7/10
The odds against going to heaven – six to one
24 June 2004
Every few years along comes an actor (or actress) whose unexplained vogue results in such ludicrous miscasting that he (or she) soon finds the welcome mat snatched away. In the early 1960s it was Lawrence Harvey, co-starring in such big productions as Butterfield 8, The Manchurian Candidate, and Edward Dmytryk's Walk on the Wild Side (a decade later it would be Michael Sarrazin). Russian-born and classically trained Harvey doesn't quite cut it as a Texas dirt-farmer, but then, in this engagingly lurid festival of miscasting, he doesn't stick out, either.

After his father's slow death early in the Depression, Harvey hits the road to find his lost love, the enigmatic Capucine. Instead, he meets up with Jane Fonda, playing po' white trash right out of a summer-playhouse revival of Tobacco Road. They ride the rails together, stopping in an ethnic beanery on the outskirts of New Orleans, run by Tex-Mex widow Anne Baxter. Harvey and Fonda part ways, but Harvey, who strikes some incestuously maternal chord in Baxter's capacious bosom, finds a crib and a job as a hired hand. End of act one.

Act two opens in a French Quarter sporting house, proprietress Barbara Stanwyck (`Jo'). The star boarder in the pleasure dome she ruthlessly runs is, you guessed it, none other than Capucine. Among her privileges is being allowed to sculpt in the courtyard suite where she's paid to entertain gentlemen callers (though her bust of Stanwyck looks like one of the late Roman emperors). Capucine stays blithely unaware that Harvey runs want-ads in the Times-Picayune to find her, but the protective Stanwyck sets out to insure that the old flames never unite in romantic conflagration. Then Harvey gets a telephoned tip-off from the vindictive Fonda, who, rescued from jail on a charge of vagrancy by the always compassionate madam, has joined her stable....
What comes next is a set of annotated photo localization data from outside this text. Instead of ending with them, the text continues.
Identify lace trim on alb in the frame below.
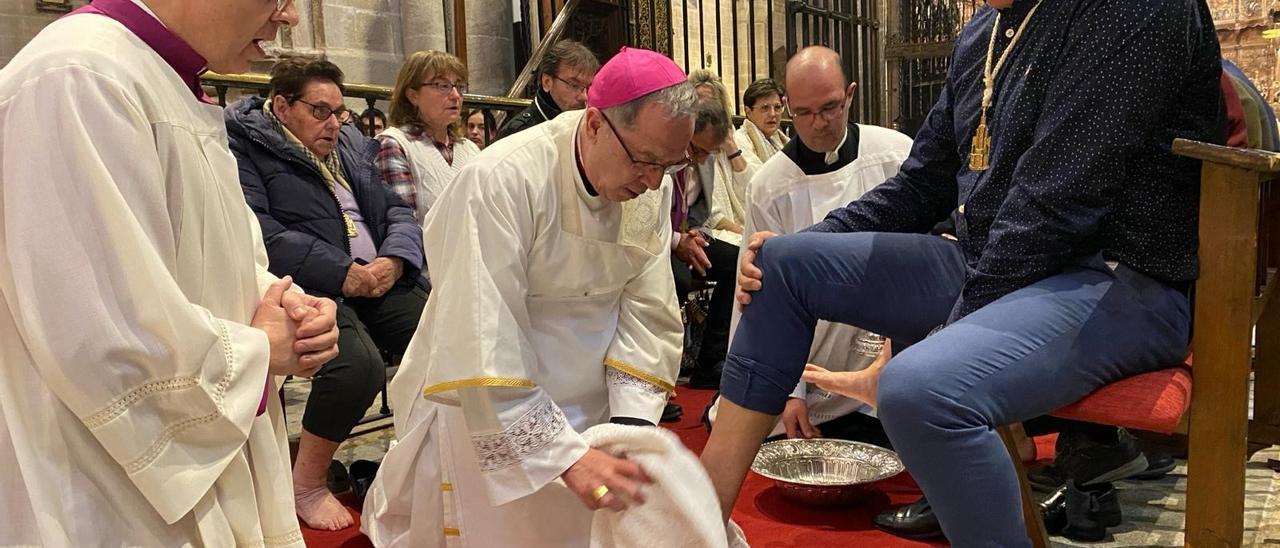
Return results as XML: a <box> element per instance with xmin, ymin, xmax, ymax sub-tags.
<box><xmin>606</xmin><ymin>367</ymin><xmax>666</xmax><ymax>396</ymax></box>
<box><xmin>471</xmin><ymin>398</ymin><xmax>568</xmax><ymax>472</ymax></box>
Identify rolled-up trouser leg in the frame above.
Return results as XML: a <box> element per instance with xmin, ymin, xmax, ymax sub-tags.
<box><xmin>719</xmin><ymin>231</ymin><xmax>966</xmax><ymax>415</ymax></box>
<box><xmin>875</xmin><ymin>260</ymin><xmax>1191</xmax><ymax>547</ymax></box>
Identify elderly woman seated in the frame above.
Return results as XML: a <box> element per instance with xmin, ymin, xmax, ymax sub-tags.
<box><xmin>225</xmin><ymin>57</ymin><xmax>427</xmax><ymax>531</ymax></box>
A Walk on the Wild Side is a cat's-cradle of unrequited lusts (and in what is possibly the movie's best sequence – Saul Bass' titles – a black alley-cat prowls the Big Easy's nightscape ‘till the fur flies). Harvey and Stanwyck (not to mention paying customers) want Capucine; Fonda and Baxter want Harvey; Stanwyck's legless husband (wheeling around on a hand-driven pushcart) wants her, but no dice there – she makes it clear that physical love, at least with males of the species, repulses her.
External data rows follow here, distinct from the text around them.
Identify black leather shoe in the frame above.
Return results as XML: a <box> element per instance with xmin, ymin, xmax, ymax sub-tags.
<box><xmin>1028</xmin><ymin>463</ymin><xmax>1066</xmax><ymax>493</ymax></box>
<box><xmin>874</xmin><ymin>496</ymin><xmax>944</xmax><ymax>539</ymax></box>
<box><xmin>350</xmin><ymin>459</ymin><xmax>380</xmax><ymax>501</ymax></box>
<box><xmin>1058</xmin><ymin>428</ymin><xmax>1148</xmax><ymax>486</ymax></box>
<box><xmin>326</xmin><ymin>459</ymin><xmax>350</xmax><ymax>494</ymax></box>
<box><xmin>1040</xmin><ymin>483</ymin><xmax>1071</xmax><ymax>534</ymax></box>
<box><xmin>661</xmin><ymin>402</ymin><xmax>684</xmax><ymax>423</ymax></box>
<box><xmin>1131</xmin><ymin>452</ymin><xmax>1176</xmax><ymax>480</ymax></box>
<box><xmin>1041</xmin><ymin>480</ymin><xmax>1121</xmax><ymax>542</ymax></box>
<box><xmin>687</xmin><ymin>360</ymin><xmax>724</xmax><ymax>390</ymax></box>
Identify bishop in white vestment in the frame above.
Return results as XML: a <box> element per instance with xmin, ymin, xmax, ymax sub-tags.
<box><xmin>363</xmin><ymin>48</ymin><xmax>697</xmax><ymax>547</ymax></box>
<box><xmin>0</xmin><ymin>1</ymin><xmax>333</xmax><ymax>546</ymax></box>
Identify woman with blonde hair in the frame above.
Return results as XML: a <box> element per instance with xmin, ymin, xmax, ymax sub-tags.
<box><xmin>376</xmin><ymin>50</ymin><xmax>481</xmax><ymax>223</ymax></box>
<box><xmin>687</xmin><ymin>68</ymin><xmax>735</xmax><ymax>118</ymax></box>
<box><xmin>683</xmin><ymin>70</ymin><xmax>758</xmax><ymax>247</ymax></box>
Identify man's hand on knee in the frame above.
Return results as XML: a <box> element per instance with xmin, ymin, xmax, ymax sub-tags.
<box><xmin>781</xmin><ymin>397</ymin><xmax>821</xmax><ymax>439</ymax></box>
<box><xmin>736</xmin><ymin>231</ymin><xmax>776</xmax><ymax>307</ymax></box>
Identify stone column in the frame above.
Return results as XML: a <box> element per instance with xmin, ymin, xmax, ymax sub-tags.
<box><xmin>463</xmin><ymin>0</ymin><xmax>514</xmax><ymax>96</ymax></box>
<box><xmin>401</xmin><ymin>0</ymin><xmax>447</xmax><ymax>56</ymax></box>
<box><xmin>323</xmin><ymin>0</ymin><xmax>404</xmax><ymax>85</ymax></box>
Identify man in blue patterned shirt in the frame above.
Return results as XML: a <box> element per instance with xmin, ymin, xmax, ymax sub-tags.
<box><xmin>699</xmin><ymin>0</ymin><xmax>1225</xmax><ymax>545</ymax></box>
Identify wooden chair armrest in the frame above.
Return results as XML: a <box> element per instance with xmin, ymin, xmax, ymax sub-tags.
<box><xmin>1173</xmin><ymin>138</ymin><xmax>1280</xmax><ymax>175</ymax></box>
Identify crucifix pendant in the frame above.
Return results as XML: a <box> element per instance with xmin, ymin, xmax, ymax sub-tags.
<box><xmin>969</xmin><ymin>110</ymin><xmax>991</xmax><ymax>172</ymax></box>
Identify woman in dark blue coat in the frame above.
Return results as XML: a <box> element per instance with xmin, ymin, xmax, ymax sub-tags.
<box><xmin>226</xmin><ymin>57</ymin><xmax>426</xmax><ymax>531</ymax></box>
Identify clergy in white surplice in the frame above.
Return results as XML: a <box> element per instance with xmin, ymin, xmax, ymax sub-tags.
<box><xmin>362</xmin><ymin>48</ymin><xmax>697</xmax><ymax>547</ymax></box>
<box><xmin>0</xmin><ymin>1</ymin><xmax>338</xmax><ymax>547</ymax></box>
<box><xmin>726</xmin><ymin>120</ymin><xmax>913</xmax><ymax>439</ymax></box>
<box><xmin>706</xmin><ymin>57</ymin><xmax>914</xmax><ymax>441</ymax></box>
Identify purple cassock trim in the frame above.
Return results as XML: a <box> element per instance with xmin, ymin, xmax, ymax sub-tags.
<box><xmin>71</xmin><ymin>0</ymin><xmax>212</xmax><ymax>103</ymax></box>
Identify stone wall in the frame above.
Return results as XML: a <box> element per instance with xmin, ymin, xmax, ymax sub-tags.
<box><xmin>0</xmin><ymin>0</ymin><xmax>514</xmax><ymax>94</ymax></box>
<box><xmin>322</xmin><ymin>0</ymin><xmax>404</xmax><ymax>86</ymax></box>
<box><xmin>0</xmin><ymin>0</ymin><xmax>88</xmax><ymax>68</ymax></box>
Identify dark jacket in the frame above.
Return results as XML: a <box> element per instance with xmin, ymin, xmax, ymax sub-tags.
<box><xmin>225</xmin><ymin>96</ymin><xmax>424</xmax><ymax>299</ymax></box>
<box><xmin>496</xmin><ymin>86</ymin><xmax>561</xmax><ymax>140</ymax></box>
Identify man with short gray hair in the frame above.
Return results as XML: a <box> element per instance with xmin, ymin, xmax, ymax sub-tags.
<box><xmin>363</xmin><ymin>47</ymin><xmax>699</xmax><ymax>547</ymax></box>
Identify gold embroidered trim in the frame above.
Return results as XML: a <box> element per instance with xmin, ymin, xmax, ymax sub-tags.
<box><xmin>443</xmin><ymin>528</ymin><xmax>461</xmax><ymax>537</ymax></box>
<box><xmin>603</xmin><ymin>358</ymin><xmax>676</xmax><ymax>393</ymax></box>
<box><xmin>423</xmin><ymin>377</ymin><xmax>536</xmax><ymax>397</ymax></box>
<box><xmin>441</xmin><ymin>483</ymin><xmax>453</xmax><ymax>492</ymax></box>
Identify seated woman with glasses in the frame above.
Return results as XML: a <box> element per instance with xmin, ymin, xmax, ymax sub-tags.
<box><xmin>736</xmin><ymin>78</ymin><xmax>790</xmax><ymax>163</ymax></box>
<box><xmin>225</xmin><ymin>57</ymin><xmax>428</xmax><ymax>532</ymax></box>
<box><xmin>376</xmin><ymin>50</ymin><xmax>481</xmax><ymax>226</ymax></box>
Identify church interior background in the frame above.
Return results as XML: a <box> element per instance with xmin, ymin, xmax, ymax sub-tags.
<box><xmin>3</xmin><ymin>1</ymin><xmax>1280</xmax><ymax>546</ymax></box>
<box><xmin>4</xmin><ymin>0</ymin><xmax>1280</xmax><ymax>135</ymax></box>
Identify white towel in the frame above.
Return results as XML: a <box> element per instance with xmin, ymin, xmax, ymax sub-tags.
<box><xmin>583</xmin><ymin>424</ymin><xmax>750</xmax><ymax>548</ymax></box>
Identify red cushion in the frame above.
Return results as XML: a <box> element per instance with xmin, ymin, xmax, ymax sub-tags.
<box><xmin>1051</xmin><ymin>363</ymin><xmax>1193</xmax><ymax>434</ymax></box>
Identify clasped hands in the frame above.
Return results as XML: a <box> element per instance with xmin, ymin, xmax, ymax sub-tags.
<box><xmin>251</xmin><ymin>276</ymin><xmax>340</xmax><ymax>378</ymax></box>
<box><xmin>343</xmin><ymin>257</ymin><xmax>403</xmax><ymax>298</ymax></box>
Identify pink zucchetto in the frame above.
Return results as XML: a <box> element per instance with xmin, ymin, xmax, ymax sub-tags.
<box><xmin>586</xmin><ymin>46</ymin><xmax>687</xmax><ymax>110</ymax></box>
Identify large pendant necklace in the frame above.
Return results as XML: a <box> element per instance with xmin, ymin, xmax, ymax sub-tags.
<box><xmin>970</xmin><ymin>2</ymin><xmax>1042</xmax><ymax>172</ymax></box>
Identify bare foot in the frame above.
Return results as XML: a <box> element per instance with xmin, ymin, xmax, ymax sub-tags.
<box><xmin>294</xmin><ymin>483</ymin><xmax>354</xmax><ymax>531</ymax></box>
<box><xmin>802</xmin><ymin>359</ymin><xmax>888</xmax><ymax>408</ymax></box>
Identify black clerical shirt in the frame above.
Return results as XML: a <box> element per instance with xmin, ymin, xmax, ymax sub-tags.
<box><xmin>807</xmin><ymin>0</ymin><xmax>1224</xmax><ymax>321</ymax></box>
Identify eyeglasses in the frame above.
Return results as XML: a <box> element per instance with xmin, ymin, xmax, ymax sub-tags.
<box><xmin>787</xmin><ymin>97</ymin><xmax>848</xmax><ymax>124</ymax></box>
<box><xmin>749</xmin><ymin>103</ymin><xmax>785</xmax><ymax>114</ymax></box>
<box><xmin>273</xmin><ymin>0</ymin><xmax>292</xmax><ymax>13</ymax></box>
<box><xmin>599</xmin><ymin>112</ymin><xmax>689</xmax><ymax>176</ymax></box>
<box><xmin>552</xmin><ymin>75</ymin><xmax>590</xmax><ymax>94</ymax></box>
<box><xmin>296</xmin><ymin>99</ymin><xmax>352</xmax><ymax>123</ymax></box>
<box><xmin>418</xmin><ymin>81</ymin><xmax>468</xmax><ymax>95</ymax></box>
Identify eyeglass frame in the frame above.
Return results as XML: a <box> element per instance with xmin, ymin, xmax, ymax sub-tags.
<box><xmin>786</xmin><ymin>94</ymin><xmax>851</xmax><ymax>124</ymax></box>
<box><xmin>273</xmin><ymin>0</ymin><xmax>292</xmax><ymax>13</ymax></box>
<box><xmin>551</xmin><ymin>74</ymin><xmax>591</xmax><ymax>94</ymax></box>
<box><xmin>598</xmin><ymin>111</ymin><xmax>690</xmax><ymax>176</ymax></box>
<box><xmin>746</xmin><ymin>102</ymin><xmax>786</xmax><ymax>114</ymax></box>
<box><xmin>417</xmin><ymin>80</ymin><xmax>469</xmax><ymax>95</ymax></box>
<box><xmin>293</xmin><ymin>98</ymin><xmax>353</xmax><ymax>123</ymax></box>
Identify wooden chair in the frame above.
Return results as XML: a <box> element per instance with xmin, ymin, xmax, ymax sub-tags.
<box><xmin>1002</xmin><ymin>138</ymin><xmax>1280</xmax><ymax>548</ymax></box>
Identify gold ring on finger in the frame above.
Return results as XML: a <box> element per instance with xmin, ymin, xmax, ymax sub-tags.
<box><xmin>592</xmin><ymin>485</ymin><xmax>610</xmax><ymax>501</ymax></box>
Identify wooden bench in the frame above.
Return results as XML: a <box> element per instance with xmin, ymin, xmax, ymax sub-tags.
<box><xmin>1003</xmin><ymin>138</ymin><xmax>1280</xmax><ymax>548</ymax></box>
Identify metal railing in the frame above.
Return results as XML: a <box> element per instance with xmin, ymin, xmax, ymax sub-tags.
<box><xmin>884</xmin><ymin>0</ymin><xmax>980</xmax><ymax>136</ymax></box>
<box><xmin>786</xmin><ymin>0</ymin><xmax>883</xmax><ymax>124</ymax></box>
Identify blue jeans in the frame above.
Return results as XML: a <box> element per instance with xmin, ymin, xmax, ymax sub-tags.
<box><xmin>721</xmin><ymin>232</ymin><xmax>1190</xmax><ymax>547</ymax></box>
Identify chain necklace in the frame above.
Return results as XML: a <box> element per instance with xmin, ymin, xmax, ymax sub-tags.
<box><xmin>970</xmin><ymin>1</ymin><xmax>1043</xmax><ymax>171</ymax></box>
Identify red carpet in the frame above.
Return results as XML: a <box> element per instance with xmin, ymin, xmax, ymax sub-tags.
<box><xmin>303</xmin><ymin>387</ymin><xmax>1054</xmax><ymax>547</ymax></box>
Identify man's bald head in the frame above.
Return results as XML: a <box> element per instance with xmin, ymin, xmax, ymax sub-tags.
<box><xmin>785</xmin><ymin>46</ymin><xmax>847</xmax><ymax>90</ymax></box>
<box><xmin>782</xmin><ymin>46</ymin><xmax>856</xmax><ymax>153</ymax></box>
Drawn from a novel by Nelson Algren, a mid-20th-century author of some repute, Walk on the Wild Side's a smoky étouffée that may have been hot stuff around the time of the Cuban Missile Crisis. But it's literal and overwrought, and not in the good old `coded' way. Lapses abound – Fonda expresses gleeful shock that Harvey's true love and her co-worker are one in the same woman; did she forget her phone call? Still, the film has the courage of its low convictions. The mannikin-like Capucine hoards the script's best lines when she's standing up to Stanwyck (who shows her formidable acting chops, though not quite so vividly as another brothel-keeper named Jo – Van Fleet in East of Eden). A Walk on the Wild Side shares a vision of South-Coast corruption with Flamingo Road, an earlier, campier melodrama. Were it a little campier itself, Walk on the Wild Side would be more fun. Alas, with its soured, downbeat ending, it takes itself all too seriously.